Some of the messages in politically oriented books, though, might be going over kids’ heads. Sharna Olfman, a psychology professor at Point Park University, in Pittsburgh, walked me through what children of different ages might be able to understand when reading or hearing stories with political themes. She told me that very young children can empathize with another’s feelings, but that it isn’t until “middle childhood”—roughly ages 5 to 11—that they can empathize with someone’s circumstances, like coming from another country or being unable to speak a certain language fluently. After age 11, kids can start to grasp the finer points of a political philosophy.

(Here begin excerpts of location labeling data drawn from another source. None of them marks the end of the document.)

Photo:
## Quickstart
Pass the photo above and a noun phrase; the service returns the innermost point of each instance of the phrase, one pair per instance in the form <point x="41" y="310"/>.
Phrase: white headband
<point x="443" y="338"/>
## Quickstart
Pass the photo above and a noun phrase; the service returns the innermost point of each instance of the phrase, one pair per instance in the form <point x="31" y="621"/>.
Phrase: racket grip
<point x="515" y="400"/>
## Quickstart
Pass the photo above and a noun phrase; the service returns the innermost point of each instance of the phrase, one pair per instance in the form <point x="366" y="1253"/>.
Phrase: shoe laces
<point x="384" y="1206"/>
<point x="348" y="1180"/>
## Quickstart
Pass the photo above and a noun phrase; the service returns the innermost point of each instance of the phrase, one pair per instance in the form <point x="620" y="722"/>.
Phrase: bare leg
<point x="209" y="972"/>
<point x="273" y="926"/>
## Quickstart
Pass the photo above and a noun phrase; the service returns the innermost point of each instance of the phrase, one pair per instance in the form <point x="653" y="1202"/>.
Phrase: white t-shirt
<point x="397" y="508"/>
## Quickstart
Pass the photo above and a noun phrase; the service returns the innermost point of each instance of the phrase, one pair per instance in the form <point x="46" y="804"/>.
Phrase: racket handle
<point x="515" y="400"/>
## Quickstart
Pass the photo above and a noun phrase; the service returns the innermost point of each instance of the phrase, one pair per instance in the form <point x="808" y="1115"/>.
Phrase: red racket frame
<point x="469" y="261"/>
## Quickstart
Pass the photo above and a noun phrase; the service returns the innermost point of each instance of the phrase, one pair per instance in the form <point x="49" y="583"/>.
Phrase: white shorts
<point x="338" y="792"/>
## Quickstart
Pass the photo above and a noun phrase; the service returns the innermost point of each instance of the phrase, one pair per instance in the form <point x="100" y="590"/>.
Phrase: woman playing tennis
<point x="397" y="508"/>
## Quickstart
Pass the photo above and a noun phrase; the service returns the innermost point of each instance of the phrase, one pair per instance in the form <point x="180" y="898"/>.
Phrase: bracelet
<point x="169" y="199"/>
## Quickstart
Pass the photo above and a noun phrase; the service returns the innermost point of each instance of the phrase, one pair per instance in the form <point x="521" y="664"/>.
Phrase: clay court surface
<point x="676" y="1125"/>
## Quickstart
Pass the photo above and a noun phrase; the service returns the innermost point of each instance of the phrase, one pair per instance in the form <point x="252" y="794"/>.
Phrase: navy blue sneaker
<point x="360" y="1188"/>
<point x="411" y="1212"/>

For that reason, Olfman says it’s important to distinguish between “parroting the perspective of the author or the parent” and “deeply understanding” the issue at hand.
Laura Stoker, a political scientist at UC Berkeley, put it to me this way: “Kids know that they’re Democrats before they have any clue what a Democrat is.” Stoker thinks it’s possible that children’s books touching on politicized issues are representative of broader political polarization. “Parents who feel very strongly want to produce children who feel the way they feel and adopt their values,” she says.
Still, she noted that most American children actually aren’t raised with much political instruction. “That may sound crazy to those of us who came from very, very politicized homes, but the vast majority of Americans come from other kinds of homes where that's not true,” she says. Buying woke picture books may be a popular political statement for some parents, but it seems plenty of households don’t have any use for them.